Uzma Aslam Khan is an award-winning author published worldwide. Her five novels are The Story of Noble Rot; Trespassing, nominated for a Commonwealth Prize 2003; The Geometry of God, Kirkus Reviews' Best Book of 2009; Thinner Than Skin, nominated for the Man Asian Literary Prize and DSC Prize for South Asian Literature, and winner of the French Embassy Prize for Best Fiction at Karachi Literature Festival 2014. 

Khan’s fifth novel, The Miraculous True History of Nomi Ali, has won the 2023 Massachusetts Book Award in Fiction. It was a New York Times’ pick for “Best Historical Fiction 2022” and “Books for Summer 2022”; a 2022 Foreword Reviews’ INDIES finalist in historical fiction; and in Pakistan won both the Karachi Literature Festival-Getz Pharma Fiction Prize and the 9th UBL Literary Awards English Language Fiction.

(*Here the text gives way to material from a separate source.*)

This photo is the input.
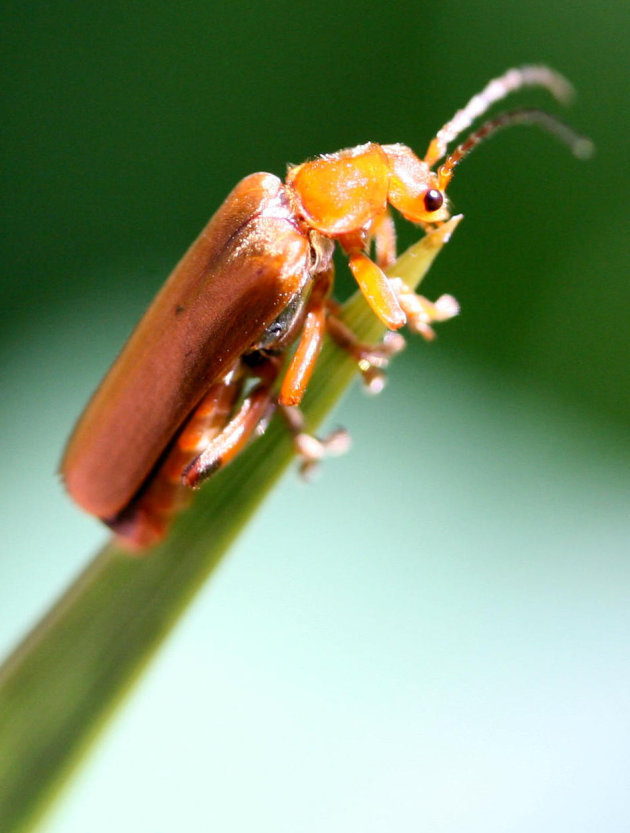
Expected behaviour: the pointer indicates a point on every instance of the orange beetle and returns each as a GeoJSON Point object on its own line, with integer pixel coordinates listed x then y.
{"type": "Point", "coordinates": [179, 402]}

Khan’s short stories include “Our Own Fantastic,” second prize recipient of Australian Book Review’s 2023 Elizabeth Jolley Short Story Prize; “Plum Island,” winner of Zoetrope: All Story Short Fiction competition 2019; and “My Mother is a Lunar Crater,” second prize recipient of Zoetrope: All Story Short Fiction Competition 2018. “My Mother is a Lunar Crater” was also a runner up in Calyx’s Margarita Donnelly Prize 2018. Her work has appeared in GrantaThe Massachusetts ReviewAustralian Book Review, AGNI, Nimrod, Calyx, the Guardian UK, Counterpunch, Dawn, Herald, and other journals. 

Born and raised primarily in Pakistan, Khan has also lived in the Philippines, Japan, England and Morocco, as well as in the US—in Upstate New York, Arizona and Hawaii. Since 2012, she has made a home in western Massachusetts.